Brooke Shields feared she would die after contracting a staph infection following two surgeries and three blood transfusions to fix her broken leg.
The Blue Lagoon star has been learning to walk again after breaking her femur in a balance board accident in a New York gym in January, but she admitted her health emergency was a lot more serious than she had previously let on, after going public with her rehabilitation work last month.
In a new interview with People.com, Shields explained her survival instincts "kicked in" soon after experiencing the excruciating pain that shot through her body as she landed hard on her right leg, and she was relieved to still have feeling in her feet.
"Sounds came out that I've never heard before," she recalled of the immediate aftermath of her accident, remembering: "I kept saying, 'I can feel my toes' because I was so afraid I was paralysed."

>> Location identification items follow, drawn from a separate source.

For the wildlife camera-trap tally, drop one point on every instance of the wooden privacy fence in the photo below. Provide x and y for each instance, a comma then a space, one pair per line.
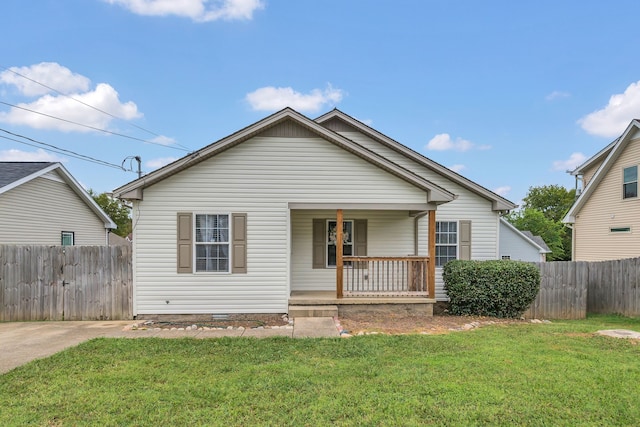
571, 289
65, 283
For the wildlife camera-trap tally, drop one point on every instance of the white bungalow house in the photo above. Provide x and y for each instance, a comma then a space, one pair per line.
248, 223
42, 204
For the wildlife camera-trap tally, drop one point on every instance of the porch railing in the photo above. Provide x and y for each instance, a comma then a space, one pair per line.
386, 276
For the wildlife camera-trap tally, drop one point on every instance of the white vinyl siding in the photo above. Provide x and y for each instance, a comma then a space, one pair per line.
389, 233
258, 177
606, 209
468, 206
38, 211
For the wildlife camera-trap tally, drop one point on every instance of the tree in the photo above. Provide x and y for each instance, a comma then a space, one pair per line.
552, 200
117, 211
552, 232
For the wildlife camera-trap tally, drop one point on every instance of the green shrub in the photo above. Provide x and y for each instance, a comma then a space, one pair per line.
490, 288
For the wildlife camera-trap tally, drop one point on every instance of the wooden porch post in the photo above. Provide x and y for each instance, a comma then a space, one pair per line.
432, 254
339, 261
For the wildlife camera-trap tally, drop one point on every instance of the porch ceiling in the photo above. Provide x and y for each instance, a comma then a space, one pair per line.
418, 207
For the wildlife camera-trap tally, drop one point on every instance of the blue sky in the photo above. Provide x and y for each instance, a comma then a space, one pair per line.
509, 94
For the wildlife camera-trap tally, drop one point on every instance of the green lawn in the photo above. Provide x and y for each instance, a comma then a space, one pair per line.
528, 374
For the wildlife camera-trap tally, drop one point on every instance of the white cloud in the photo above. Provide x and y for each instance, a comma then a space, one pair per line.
197, 10
104, 97
39, 155
276, 98
557, 94
159, 162
163, 140
614, 118
49, 74
574, 160
502, 191
444, 142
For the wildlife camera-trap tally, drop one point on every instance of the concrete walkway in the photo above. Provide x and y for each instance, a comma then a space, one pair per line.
21, 342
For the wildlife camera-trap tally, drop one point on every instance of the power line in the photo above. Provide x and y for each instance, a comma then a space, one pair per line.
58, 150
78, 100
94, 128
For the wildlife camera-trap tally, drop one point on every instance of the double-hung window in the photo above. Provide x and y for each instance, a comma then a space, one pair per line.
630, 182
347, 240
446, 242
212, 242
67, 238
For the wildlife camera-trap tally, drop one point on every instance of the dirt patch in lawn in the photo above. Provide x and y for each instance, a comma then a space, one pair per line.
246, 321
363, 323
353, 323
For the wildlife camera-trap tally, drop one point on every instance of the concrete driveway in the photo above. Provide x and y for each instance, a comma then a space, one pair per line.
21, 342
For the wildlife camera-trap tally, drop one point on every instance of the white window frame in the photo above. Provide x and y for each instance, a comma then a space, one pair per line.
624, 184
197, 243
448, 244
68, 234
328, 243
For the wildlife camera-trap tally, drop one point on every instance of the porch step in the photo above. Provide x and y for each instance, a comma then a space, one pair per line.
313, 311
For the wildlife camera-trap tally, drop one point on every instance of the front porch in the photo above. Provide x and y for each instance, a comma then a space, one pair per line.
362, 274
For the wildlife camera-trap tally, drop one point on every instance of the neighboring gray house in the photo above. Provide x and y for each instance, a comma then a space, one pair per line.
42, 204
521, 245
245, 223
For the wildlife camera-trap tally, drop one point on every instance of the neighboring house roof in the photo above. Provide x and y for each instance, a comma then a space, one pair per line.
527, 236
115, 240
499, 203
14, 174
598, 157
611, 153
132, 190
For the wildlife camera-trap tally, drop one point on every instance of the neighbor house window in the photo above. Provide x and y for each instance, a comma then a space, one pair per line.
630, 182
446, 242
67, 238
347, 240
212, 243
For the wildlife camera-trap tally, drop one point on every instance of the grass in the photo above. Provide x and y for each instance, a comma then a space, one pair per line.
549, 374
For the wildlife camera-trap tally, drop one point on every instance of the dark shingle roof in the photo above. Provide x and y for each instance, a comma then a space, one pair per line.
13, 171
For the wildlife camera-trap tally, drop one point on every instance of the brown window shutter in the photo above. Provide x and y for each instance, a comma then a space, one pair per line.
360, 236
319, 243
465, 240
185, 242
239, 242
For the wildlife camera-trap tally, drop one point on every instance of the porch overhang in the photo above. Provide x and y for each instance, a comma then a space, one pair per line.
411, 207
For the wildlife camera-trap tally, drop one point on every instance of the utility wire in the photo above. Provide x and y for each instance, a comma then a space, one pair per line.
58, 150
187, 149
93, 128
77, 100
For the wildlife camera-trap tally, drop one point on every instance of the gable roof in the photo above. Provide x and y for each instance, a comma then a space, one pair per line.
14, 174
499, 203
132, 190
594, 159
613, 152
528, 237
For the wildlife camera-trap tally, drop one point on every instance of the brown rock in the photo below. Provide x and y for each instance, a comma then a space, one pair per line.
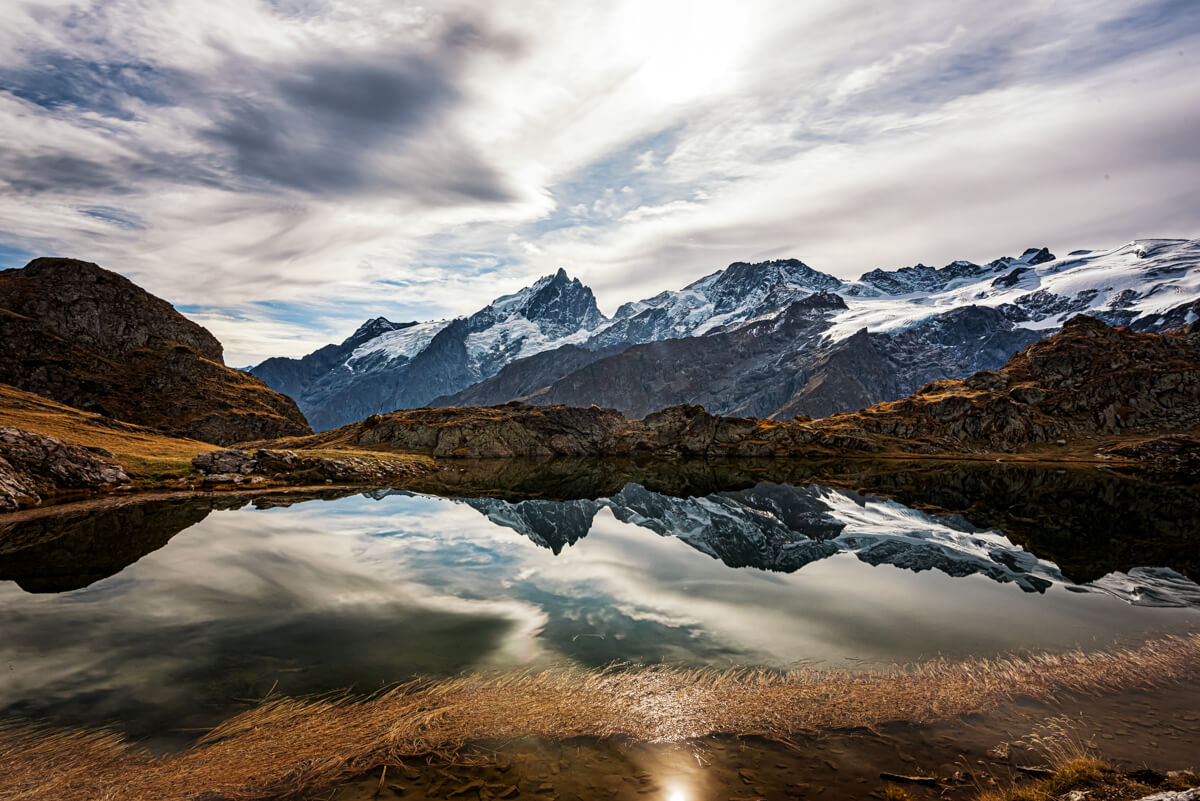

Shields was rushed into surgery to have two metal rods inserted into her limb: "One from the top of my hip down, and another across into the hip socket," she shared, but it wasn't enough to keep her shattered bone in place, and she had to endure a second operation, during which doctors had to "add five rods and a metal plate to anchor it all in place".
"I never considered myself Zen, but I realised with a certain calm that the rest is up to me now," she said.
The star, whose husband, producer Chris Henchy, and two daughters were unable to visit her in hospital due to COVID restrictions, needed to keep her emotions in check as she subsequently developed a staph infection where she had her intravenous tube for her blood transfusions - and medics were concerned it was the super bug MRSA, which can be life-threatening as it's resistant to antibiotics.
"Thank God it wasn't," Shields mused: "If it had been, my doctor said it would have been a race against time. That's how you can become septic. It seemed unthinkable."